IMAGE: Jari Hjortmar and Christofer Gyllenstierna
Hasan Sarbakhshian  /  AP
Jari Hjortmar, right, is greeted Monday by Christofer Gyllenstierna, Sweden's ambassador to Iran, at a news conference at Iran's Foreign Ministry. Hjortmar and Stefan Johansson, two construction workers convicted of espionage and imprisoned for taking photographs of military installations, were freed by Tehran earlier in the day.
updated 4/16/2007 2:24:16 PM ET 2007-04-16T18:24:16

Two Swedish construction workers who had been convicted of espionage and imprisoned in Iran for taking photographs of military installations were released Monday after being pardoned, a Swedish lawmaker in Tehran said.

The men, Stefan Johansson and Jari Hjortmar, were handed over to Swedish diplomats and lawmakers at Iran’s Foreign Ministry on Monday night, lawmaker Urban Ahlin told The Associated Press by phone after leaving with the two.

“Everything went according to plans,” said Ahlin, the deputy chairman of the Swedish parliament’s foreign affairs committee. “We are very happy and satisfied.”

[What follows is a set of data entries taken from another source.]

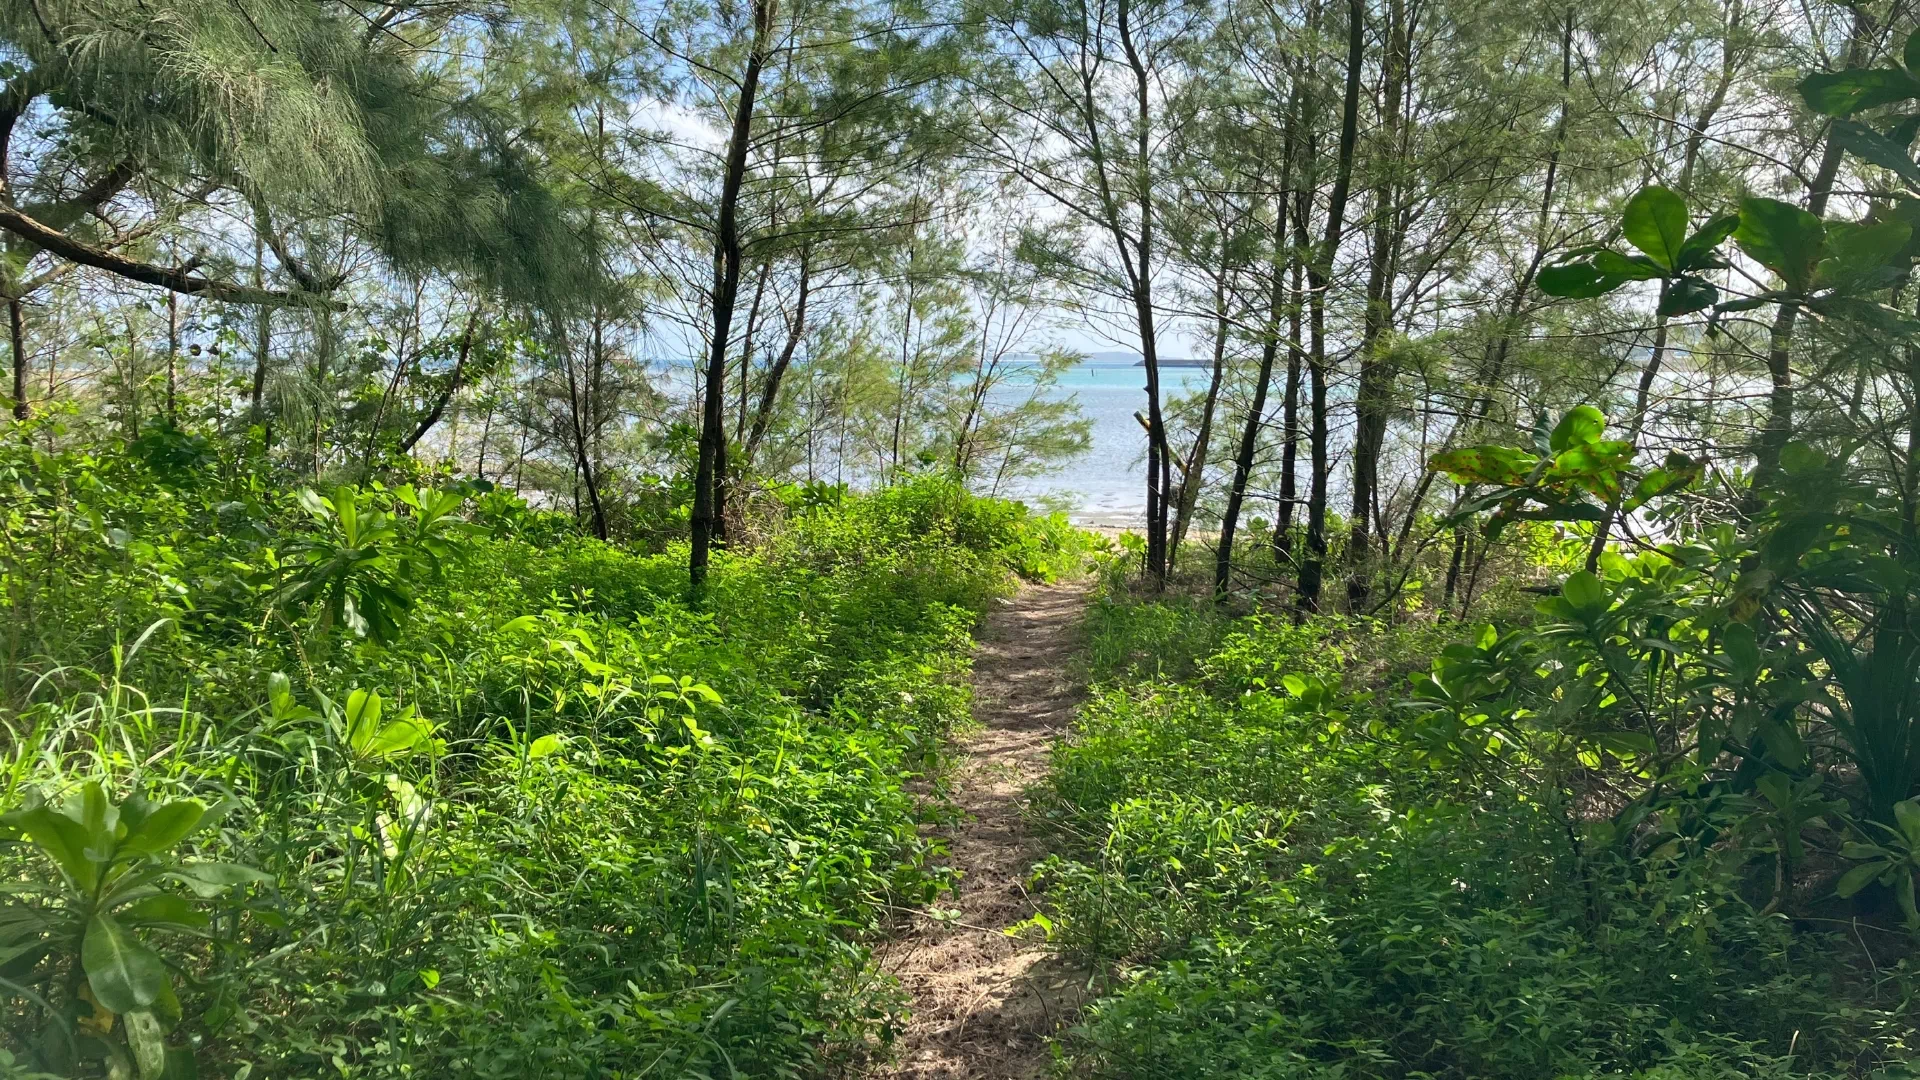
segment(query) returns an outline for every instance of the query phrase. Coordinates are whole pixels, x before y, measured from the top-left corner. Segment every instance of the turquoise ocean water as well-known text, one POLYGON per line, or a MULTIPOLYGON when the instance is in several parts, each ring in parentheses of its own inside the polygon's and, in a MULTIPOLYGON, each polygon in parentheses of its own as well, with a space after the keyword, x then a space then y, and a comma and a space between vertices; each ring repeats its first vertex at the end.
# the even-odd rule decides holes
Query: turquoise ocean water
MULTIPOLYGON (((1206 389, 1205 368, 1168 367, 1160 373, 1162 400, 1206 389)), ((1017 382, 1016 375, 1009 382, 1017 382)), ((1092 445, 1050 475, 1020 482, 1010 494, 1050 497, 1066 505, 1081 524, 1127 525, 1146 519, 1146 432, 1133 418, 1147 407, 1146 371, 1131 363, 1089 361, 1075 365, 1050 396, 1071 398, 1092 421, 1092 445)), ((1029 385, 1031 385, 1029 383, 1029 385)), ((1009 393, 1023 391, 1009 389, 1009 393)))

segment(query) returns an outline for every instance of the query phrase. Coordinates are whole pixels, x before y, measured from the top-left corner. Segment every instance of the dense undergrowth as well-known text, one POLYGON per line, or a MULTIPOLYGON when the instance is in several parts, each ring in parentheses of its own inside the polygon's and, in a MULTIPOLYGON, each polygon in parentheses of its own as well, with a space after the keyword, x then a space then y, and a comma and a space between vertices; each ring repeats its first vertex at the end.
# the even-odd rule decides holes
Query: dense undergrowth
POLYGON ((0 449, 0 1027, 59 1075, 868 1055, 902 1002, 865 942, 942 886, 902 785, 983 605, 1075 543, 926 481, 796 510, 694 604, 683 552, 484 485, 31 445, 0 449))
POLYGON ((1611 730, 1611 697, 1580 696, 1699 693, 1723 628, 1675 630, 1697 655, 1666 668, 1612 644, 1681 655, 1645 642, 1682 621, 1633 620, 1657 582, 1669 603, 1711 591, 1684 576, 1610 559, 1601 600, 1568 589, 1624 613, 1584 639, 1565 597, 1504 633, 1294 625, 1116 578, 1090 614, 1095 696, 1040 803, 1052 937, 1112 975, 1065 1044, 1074 1074, 1910 1075, 1898 905, 1836 904, 1813 866, 1848 831, 1835 796, 1860 794, 1834 748, 1769 766, 1784 788, 1693 743, 1655 764, 1651 737, 1611 730))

Iranian Justice Minister Jamal Karimirad said last May that the two had been convicted of photographing military installations and sentenced to three years in prison apiece. Foreign Ministry spokesman Mohammad Ali Hosseini said earlier Monday that the sentence had been only two years.

Hosseini said Iran had decided to release the men early to conform with the government’s “humanitarian policy,” IRNA reported.

By releasing the prisoners, Iran may be trying to defuse anger in Europe over its seizure last month of 15 British sailors off the Iraqi coast. Iran held the sailors for 13 days before releasing them under intense international pressure.

Swedish media have reported that the Swedes, both construction workers in their 30s, had taken pictures of military buildings and telecommunications equipment on Qeshm, an Iranian island in the Strait of Hormuz about 870 miles south of Tehran.

When their sentences were announced last year, the Swedes’ Iranian lawyer Muhammed Hassan Azemati said they had taken the photographs, but “they have not done any action intentionally, and their actions have not been organized.”

Ahlin, who had campaigned for their release, said the men had traveled to Iran to demonstrate a new technique of casting cement floors.

Ann Johansson, Stefan’s wife, credited Ahlin with securing the Swedes’ release.

“He has been our mainstay during this time and the authorities down there asked that he be part of the negotiations,” she told Sweden’s TV4.